Tous les ans ou presque, les fédérations des CPAS des trois Régions tapent sur le clou : il faut d’urgence revoir le fonctionnement du fonds social mazout. Leur dernière lettre à la secrétaire d’État Maggie De Block, en février dernier, a suivi le même sort que les précédentes. Aucune réaction. Cette revendication fera sans doute l’objet d’un copier-coller dans le prochain mémorandum adressé aux partis pour les élections de 2014.
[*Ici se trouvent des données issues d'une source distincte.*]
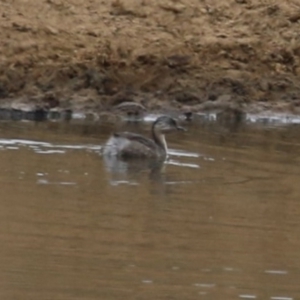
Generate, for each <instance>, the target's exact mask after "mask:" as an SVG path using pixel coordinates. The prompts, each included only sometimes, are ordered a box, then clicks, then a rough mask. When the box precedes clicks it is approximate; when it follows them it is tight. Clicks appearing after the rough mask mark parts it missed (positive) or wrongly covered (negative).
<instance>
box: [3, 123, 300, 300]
mask: <svg viewBox="0 0 300 300" xmlns="http://www.w3.org/2000/svg"><path fill="white" fill-rule="evenodd" d="M119 126H121V125H119ZM122 127H123V128H125V125H124V124H123V125H122ZM132 127H134V126H133V125H131V128H130V129H133V128H132ZM142 129H143V127H142V125H139V126H138V128H136V129H133V130H142ZM111 130H112V127H111V126H109V125H105V124H104V125H99V124H76V123H75V124H59V123H40V124H34V123H25V122H24V123H22V122H20V123H18V122H15V123H1V124H0V134H1V139H0V164H1V168H0V184H1V189H0V298H1V299H31V300H35V299H39V300H40V299H222V300H224V299H225V300H226V299H273V300H290V299H299V298H300V184H299V178H300V168H299V163H300V142H299V137H300V127H298V126H285V127H277V128H266V127H258V126H245V127H243V128H240V129H238V130H236V131H229V130H227V129H224V128H221V127H218V125H216V124H210V123H207V124H206V123H204V124H198V125H188V132H186V133H184V134H182V133H180V134H178V135H172V136H169V139H168V141H169V147H170V148H171V153H173V155H171V156H170V157H169V159H168V161H167V162H166V163H165V164H164V165H156V166H149V165H147V163H144V164H137V163H135V164H129V165H128V164H125V163H124V162H119V161H111V160H110V161H108V160H104V159H103V158H102V156H101V155H100V154H99V152H100V147H99V146H101V144H103V142H104V141H105V139H106V138H107V136H108V134H109V132H111Z"/></svg>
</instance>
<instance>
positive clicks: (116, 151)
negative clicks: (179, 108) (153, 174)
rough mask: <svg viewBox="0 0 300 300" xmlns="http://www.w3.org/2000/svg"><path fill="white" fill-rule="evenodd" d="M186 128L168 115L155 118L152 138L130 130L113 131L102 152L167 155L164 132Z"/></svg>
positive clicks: (160, 155) (115, 155) (118, 153)
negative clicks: (180, 124) (149, 138)
mask: <svg viewBox="0 0 300 300" xmlns="http://www.w3.org/2000/svg"><path fill="white" fill-rule="evenodd" d="M175 130H184V131H185V130H186V129H184V128H183V127H181V126H179V125H178V123H177V121H176V120H175V119H173V118H171V117H168V116H162V117H159V118H157V119H156V121H155V122H154V123H153V125H152V129H151V133H152V139H149V138H146V137H144V136H142V135H140V134H136V133H132V132H119V133H114V134H113V135H112V136H111V137H110V138H109V140H108V141H107V143H106V145H105V147H104V151H103V154H104V155H108V156H118V157H121V158H163V157H166V156H167V151H168V148H167V143H166V139H165V134H167V133H169V132H172V131H175Z"/></svg>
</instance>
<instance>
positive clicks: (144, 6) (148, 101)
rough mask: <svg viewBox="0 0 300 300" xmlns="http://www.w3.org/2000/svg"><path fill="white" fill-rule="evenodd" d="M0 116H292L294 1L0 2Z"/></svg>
mask: <svg viewBox="0 0 300 300" xmlns="http://www.w3.org/2000/svg"><path fill="white" fill-rule="evenodd" d="M0 12H1V13H0V29H1V30H0V45H1V47H0V106H1V107H2V108H9V109H11V108H12V109H16V110H34V109H37V108H38V109H39V108H40V107H42V108H45V109H51V110H56V111H68V110H72V111H84V112H91V113H96V114H101V113H102V112H106V111H110V110H111V108H112V107H113V106H115V105H118V104H120V103H122V102H135V103H138V104H141V105H143V106H144V107H145V108H146V109H147V110H148V111H159V110H161V109H173V110H182V111H193V112H196V111H211V110H218V109H223V108H224V107H228V106H233V107H238V108H240V109H242V110H245V111H248V112H265V111H277V112H291V113H296V114H297V113H300V98H299V95H300V93H299V92H300V85H299V72H300V59H299V56H300V35H299V32H300V4H299V2H298V1H296V0H294V1H285V2H283V1H279V0H273V1H271V0H270V1H265V2H263V3H262V1H260V0H252V1H251V0H235V1H233V0H232V1H228V0H215V1H201V2H200V1H196V0H181V1H159V0H157V1H151V2H149V3H148V2H146V1H145V2H144V1H139V2H138V3H137V1H133V0H132V1H131V0H126V1H125V0H124V1H121V0H119V1H118V0H116V1H112V2H111V1H110V2H104V1H103V2H102V1H95V0H93V1H92V0H91V1H86V0H69V1H62V0H61V1H60V0H46V1H39V2H37V1H34V0H28V1H21V0H16V1H1V2H0Z"/></svg>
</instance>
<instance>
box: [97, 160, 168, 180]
mask: <svg viewBox="0 0 300 300" xmlns="http://www.w3.org/2000/svg"><path fill="white" fill-rule="evenodd" d="M103 161H104V165H105V168H106V170H107V171H108V173H109V174H110V175H111V180H110V182H111V184H113V185H118V184H129V185H138V184H139V181H140V179H141V175H142V174H148V178H149V179H150V180H151V181H156V182H160V181H162V180H163V176H162V171H163V169H164V162H165V159H146V160H145V159H134V160H130V159H129V160H125V159H121V158H118V157H116V156H106V155H104V156H103Z"/></svg>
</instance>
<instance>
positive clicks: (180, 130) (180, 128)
mask: <svg viewBox="0 0 300 300" xmlns="http://www.w3.org/2000/svg"><path fill="white" fill-rule="evenodd" d="M177 130H180V131H187V130H186V129H185V128H184V127H181V126H177Z"/></svg>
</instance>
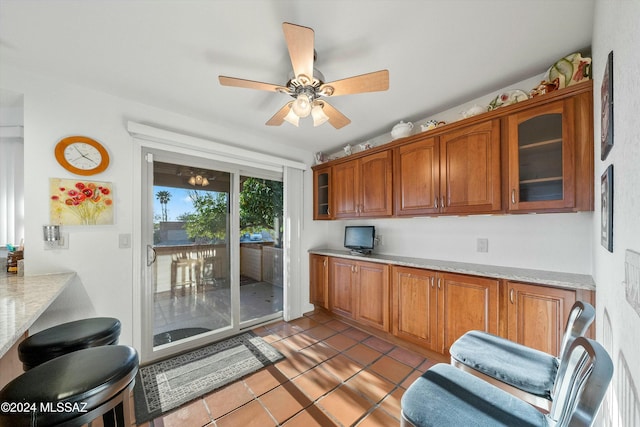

Le fonds social mazout n’aide pas véritablement les personnes en situation de précarité, dénonce Christophe Ernotte, directeur général de la Fédération des CPAS wallons. Ce fonds mazout, appelé aussi fonds social chauffage (FSC) a été créé fin 2004 suite à des accords entre le Fédéral et le secteur pétrolier. Ce fonds est accessible aux ménages dont les revenus bruts ne dépassent pas 16 965 euros (plus 3 140 euros par personne à charge) ainsi qu’aux personnes endettées qui bénéficient d’une médiation. Mais contrairement au fonds énergie gaz-électricité, l’octroi des allocations mazout ne donne lieu à aucune aide sociale spécifique, aucun accompagnement à la gestion de la consommation.

« La loi sur le fonds énergie gaz-électricité est très bien faite, explique Christophe Ernotte. Elle permet de dégager des moyens importants en personnel pour assurer un suivi social des bénéficiaires. Ce n’est pas le cas avec le fonds social mazout qui est au contraire très contraignant. » Les personnes qui se chauffent au mazout n’ont pas un tuteur énergie pour les conseiller, elles n’ont même pas le choix de pouvoir régler leur facture de mazout en plusieurs mensualités. Et comme les personnes en difficulté financière commandent en petites quantités, elles paient le prix au litre le plus élevé.

Une charge pour le CPAS

Les CPAS reçoivent de l’État fédéral 10 euros par dossier accepté. Si un ménage sollicite le CPAS pour payer sa facture mais n’entre finalement pas dans les conditions requises, le centre public ne reçoit rien. Pourtant la constitution de chaque dossier requiert une charge de travail importante : rencontre du demandeur, enquête sociale, constitution du dossier. De plus, le nombre de demandes d’intervention pour le fonds mazout ne cesse d’augmenter. Il y a eu 112 000 demandes en 2011, mais d’un CPAS à l’autre, la charge est très différente. Elle dépend moins du nombre de bénéficiaires du revenu d’intégration que du mode de chauffage dominant dans la ville ou la région. Ainsi à Charleroi ou dans la région namuroise, le chauffage au mazout est bien plus répandu qu’à Liège où l’on se chauffe davantage au gaz. À Charleroi, 4 000 dossiers ont été traités en 2011. Dans les communes avoisinantes, les CPAS ont vu le nombre de demandes d’allocations mazout augmenter de 30 % et même de 40 % entre 2010 et 2012. À Liège, la progression est aussi constante. « Nous avons eu 1 614 dossiers en 2010, 1 784 en 2011, 1 881 en 2012, explique Christelle Breyer, pour la cellule énergie du CPAS. Pour certains travailleurs sociaux, ces chiffres ne disent pourtant rien sur la réelle précarité énergétique des ménages. Combien d’entre eux ne vivent-ils pas avec un thermostat bloqué à dix ou douze degrés ? Sans compter les citernes qu’on ne remplit qu’en cas de gel sévère. »

Autre difficulté : le très faible montant de l’allocation accordée. Le prix de référence, qui détermine l’allocation octroyée, est fixé sur le prix moyen des cinq dernières années et non sur le prix du combustible en vigueur. Le prix du mazout s’est envolé mais l’allocation, elle, reste bloquée à 210 euros par période de chauffe (de septembre à mars).

Il y a pourtant plus mal lotis encore que les personnes se chauffant au mazout. Aucune aide financière n’est prévue pour ceux qui utilisent le charbon ou le bois. Or c’est le charbon qui reste proportionnellement le combustible le plus utilisé par les ménages à faibles revenus, en Wallonie.